Jason Williams

Personal information
- Full name: Jason Lester Williams
- Born: 5 September 1976 (age 49) Saint Kitts
- Batting: Right-handed
- Role: Wicket-keeper

Domestic team information
- 1999–2007: Leeward Islands
- 2001–2003: Rest of Leeward Islands
- Source: CricketArchive, 1 January 2016

= Jason Williams (cricketer) =

West Indian cricketer (born 1976)

Jason Lester Williams (born 5 September 1976) is a former Kittitian cricketer who played for the Leeward Islands in West Indian domestic cricket. He was a wicket-keeper who batted right-handed.
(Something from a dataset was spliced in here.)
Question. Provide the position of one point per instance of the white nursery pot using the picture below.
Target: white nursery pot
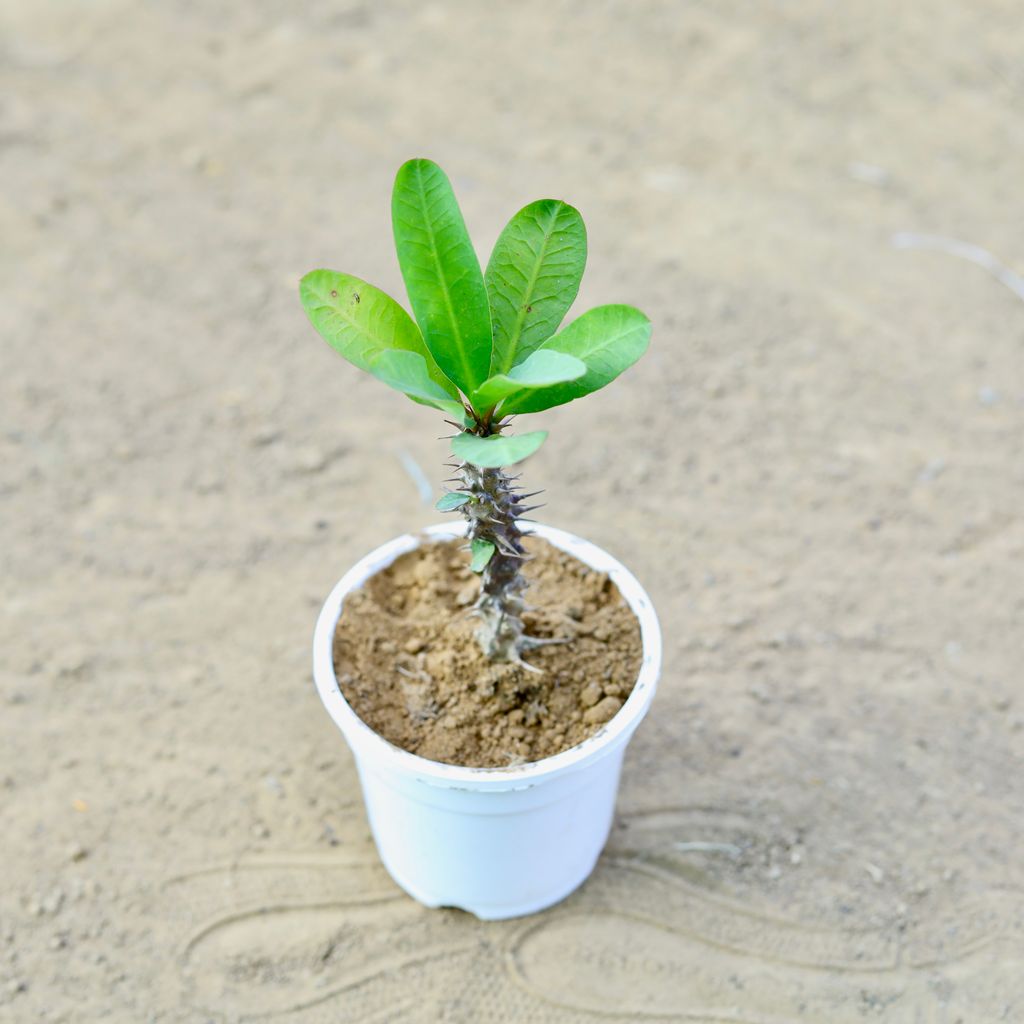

Williams made his first-class debut for the Leeward Islands in January 1999, playing against Jamaica in the 1998–99 Busta Cup. He continued to make irregular appearances for the team into the mid-2000s, with his last matches for the team coming in the 2006–07 KFC Cup. Beginning with the 2001–02 Red Stripe Bowl, Williams played three seasons as the wicket-keeper for the Rest of Leeward Islands side that competed during Antigua and Barbuda's period as a separate team. His highest score for the Leewards was 42, made against the Windward Islands in the 2003–04 Carib Beer Cup. In 2006, Williams also played a match for Saint Kitts in the Stanford 20/20, against Nevis.